My son and I are in a doubles tournament on Saturday and he still had a few items to paint up beforehand. One of those items was his Wave Serpent. To speed things up a bit I base coated it for him using an airbrush. All he has to do now is add some details and he is done...:wink:










Wish us Luck:victory:


----------



## VanitusMalus (Jun 27, 2009)

That's pretty friggin' awesome, good luck


----------



## Chocobuncle (Feb 5, 2009)

Dude I like the contrast and how it goes from red to bight yellow

Very nice dude


----------



## jpunk (Feb 8, 2009)

Fine work there DF. I must get my airbrush back from my fashion designer friend. It gives such a smooth coat on tanks, and saves hours of work. Nice colour choices on the hatches too.


----------



## Damned Fist (Nov 2, 2007)

Thanks guys!

My son and I won the tournament as well as best display. However, because we won the overall we 'passed' the best display to the second place team (They put a lot of work into their display base and we thought that they deserved something for their efforts.) Thanks again.:victory:


----------



## whiplash308 (Jan 14, 2009)

that is wicked sexy, but how come the wave serpent, as you say has both a pulse laser and a bright lance? :/


----------



## Damned Fist (Nov 2, 2007)

whiplash308 said:


> that is wicked sexy, but how come the wave serpent, as you say has both a pulse laser and a bright lance? :/


"counts as"... twin linked bright lance.k:


----------



## HorusReborn (Nov 19, 2008)

not a favourite colour choice of mine on this, but the transitions are super sexy man!! Nice work, now get her weathered LOL I just finished a new suprise, I'll take pics tomorrow!


----------



## Damned Fist (Nov 2, 2007)

HorusReborn said:


> not a favourite colour choice of mine on this, but the transitions are super sexy man!! Nice work, now get her weathered LOL I just finished a new suprise, I'll take pics tomorrow!


Cool!
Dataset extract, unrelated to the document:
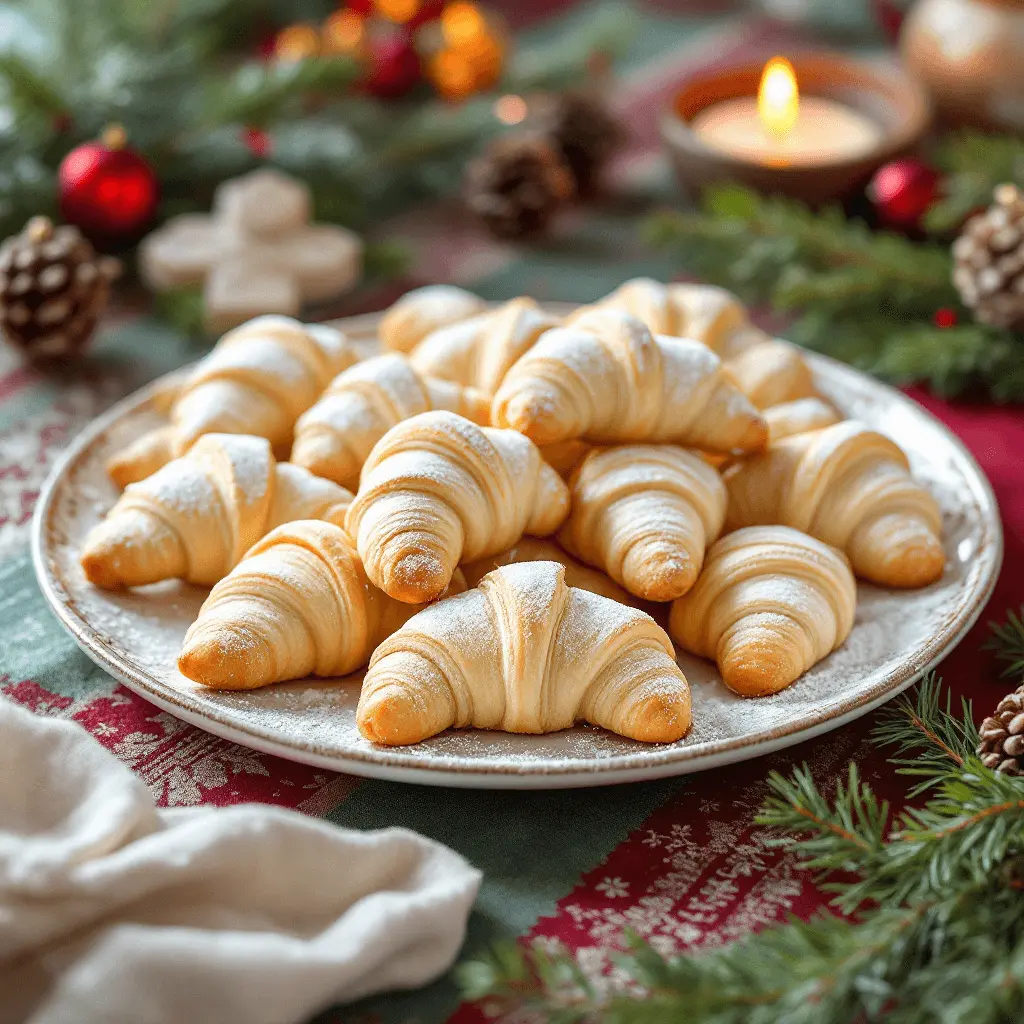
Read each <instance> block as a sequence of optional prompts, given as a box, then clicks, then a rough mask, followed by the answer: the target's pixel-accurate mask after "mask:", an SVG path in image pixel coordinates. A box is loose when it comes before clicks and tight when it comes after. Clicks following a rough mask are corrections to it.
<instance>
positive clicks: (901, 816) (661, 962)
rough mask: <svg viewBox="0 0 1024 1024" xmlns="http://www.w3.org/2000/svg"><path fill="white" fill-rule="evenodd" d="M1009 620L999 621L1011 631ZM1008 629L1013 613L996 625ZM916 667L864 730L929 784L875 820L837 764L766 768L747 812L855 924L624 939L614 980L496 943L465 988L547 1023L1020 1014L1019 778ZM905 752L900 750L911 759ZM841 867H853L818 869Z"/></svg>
mask: <svg viewBox="0 0 1024 1024" xmlns="http://www.w3.org/2000/svg"><path fill="white" fill-rule="evenodd" d="M1013 624H1016V625H1013ZM1010 629H1011V630H1013V631H1016V632H1014V633H1013V636H1014V641H1015V642H1016V640H1017V639H1019V637H1017V635H1016V633H1017V632H1020V618H1019V617H1014V618H1013V623H1012V625H1011V627H1010ZM950 705H951V700H950V696H949V694H948V693H947V694H945V696H944V697H943V695H942V693H941V689H940V684H939V682H938V680H937V679H936V678H935V676H934V674H933V675H930V676H928V677H927V678H926V679H925V680H923V682H922V683H921V684H920V686H919V687H918V690H916V693H915V695H913V697H912V698H911V697H905V698H903V699H901V700H900V702H899V703H898V705H897V706H896V707H895V708H893V709H892V710H890V711H889V712H888V713H887V714H886V716H885V718H884V719H883V721H882V722H881V723H880V725H879V727H878V728H877V729H876V730H874V732H873V734H872V738H873V740H874V741H876V742H877V743H879V744H880V745H883V746H895V748H896V751H895V756H894V757H893V758H892V759H891V761H892V763H893V764H895V765H896V766H897V770H900V771H905V772H906V773H908V774H912V775H918V776H920V777H921V778H922V779H923V782H922V784H921V785H919V787H918V790H916V791H915V792H918V793H921V792H924V791H925V790H929V788H930V790H932V791H933V793H934V796H933V798H932V799H931V800H930V801H929V802H928V803H927V804H926V805H925V806H924V807H921V808H915V809H914V808H908V809H906V810H904V811H903V812H902V813H901V814H900V815H899V816H898V818H897V821H896V827H895V829H894V830H893V831H889V833H887V829H888V828H889V824H888V822H889V808H888V806H887V805H886V804H885V802H882V801H879V800H878V798H877V797H876V796H874V795H873V793H872V792H871V790H870V787H869V786H868V785H867V784H866V783H864V782H862V781H861V780H860V778H859V776H858V774H857V771H856V769H855V767H854V766H851V770H850V775H849V779H848V781H847V783H846V784H840V785H839V786H838V787H837V790H836V793H835V795H834V797H833V798H831V799H830V800H829V799H826V798H825V797H824V796H823V795H822V794H821V792H820V791H819V790H818V787H817V786H816V784H815V783H814V781H813V779H812V777H811V775H810V773H809V771H808V770H807V769H806V767H805V768H802V769H798V770H796V771H795V772H794V774H793V775H792V776H791V777H790V778H788V779H786V778H782V777H781V776H779V775H777V774H775V775H773V776H771V778H770V785H771V788H772V791H773V795H772V797H771V798H770V799H769V801H768V802H767V804H766V806H765V808H764V809H763V811H762V813H761V815H760V817H759V819H758V820H759V821H760V822H761V823H763V824H767V825H770V826H772V827H775V828H779V829H782V830H784V831H786V833H790V834H795V838H792V839H788V840H786V839H785V838H782V837H778V838H776V839H775V840H774V842H791V843H792V844H793V847H794V849H795V850H797V851H798V853H800V854H802V855H803V858H804V860H803V866H805V867H810V868H812V869H816V870H818V871H822V872H823V873H824V880H825V884H826V885H827V886H828V887H830V888H831V889H833V890H834V891H835V892H836V893H837V894H838V895H837V897H836V901H835V902H836V905H837V906H838V907H839V908H840V909H843V910H845V911H847V912H849V911H852V910H857V911H858V915H857V918H856V919H853V920H850V919H844V918H839V916H835V915H833V914H819V915H818V916H816V918H814V919H812V920H811V921H809V922H806V923H805V922H801V921H796V920H791V921H790V922H787V923H786V924H785V925H780V926H776V927H773V928H768V929H765V930H764V931H762V932H760V933H758V934H754V935H750V936H748V937H745V938H744V939H742V940H740V941H738V942H734V943H732V944H731V945H728V946H725V947H722V948H716V949H711V950H698V951H697V952H695V953H692V954H690V955H685V956H679V957H675V958H670V959H667V958H665V957H663V956H660V955H659V954H658V953H656V952H655V951H654V950H653V949H652V948H651V947H650V946H648V945H647V944H646V943H645V942H643V941H642V940H641V939H639V938H637V937H635V936H634V937H632V938H628V948H627V951H626V952H625V953H623V954H622V955H620V956H617V957H616V961H615V963H616V966H617V969H618V974H620V975H621V976H623V977H625V978H626V979H627V981H628V984H626V985H625V986H624V985H622V984H618V983H616V984H611V983H610V982H609V979H598V980H597V981H595V980H594V979H588V978H587V977H586V976H584V975H583V974H582V972H581V971H580V968H579V965H577V964H575V963H574V962H572V961H571V959H570V958H568V957H566V956H555V957H551V956H549V955H548V954H546V953H543V952H541V951H540V950H536V949H524V948H522V947H508V946H506V947H504V948H503V949H502V950H501V951H497V950H496V952H495V953H494V954H493V955H490V956H488V957H484V958H482V959H480V961H476V962H471V963H469V964H466V965H463V966H462V967H461V968H460V969H459V975H458V976H459V978H460V981H461V983H462V985H463V987H464V992H465V994H466V995H467V997H469V998H473V999H484V1000H486V1002H487V1004H488V1005H493V1006H494V1007H495V1008H496V1009H499V1010H505V1011H511V1010H514V1009H525V1010H527V1011H529V1012H531V1013H535V1014H538V1015H539V1016H540V1018H541V1019H543V1020H547V1021H549V1022H553V1024H597V1022H601V1024H606V1022H607V1024H654V1022H662V1021H667V1020H686V1021H688V1022H693V1024H780V1022H783V1021H784V1022H785V1024H818V1022H820V1021H828V1022H829V1024H860V1022H862V1021H866V1020H877V1019H882V1018H885V1020H886V1021H887V1022H891V1024H932V1022H934V1021H942V1022H950V1024H961V1022H963V1024H1005V1022H1006V1024H1009V1022H1010V1021H1014V1020H1018V1019H1020V1018H1021V1015H1022V1014H1024V918H1022V915H1021V913H1020V893H1021V891H1022V890H1024V779H1020V778H1016V777H1013V776H1008V775H1004V774H999V773H996V772H991V771H989V770H988V769H986V768H984V767H983V766H982V765H981V763H980V762H979V761H978V759H977V757H976V756H975V755H974V753H973V748H974V743H975V742H976V740H977V733H976V731H975V728H974V724H973V720H972V718H971V708H970V705H968V703H967V702H964V703H963V708H962V716H961V717H959V718H957V717H955V716H953V715H952V714H951V710H950ZM911 755H915V758H913V759H911ZM849 871H853V872H855V873H856V876H857V878H856V879H855V880H854V881H853V882H850V881H849V880H848V879H840V880H837V879H836V873H837V872H849Z"/></svg>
I'll be watching...:victory:


----------



## Masito (Jul 17, 2009)

wow that looks swett... is airbrushing easy? i mean to do the blending and stuff? because the surface looks super smooth all the way through the colors.

and congratulations on the tournament  must be nice for you and your son to share the same hobby


----------



## The Wraithlord (Jan 1, 2007)

I like the smoothness of the blending from the front to the back, very nicely done.


----------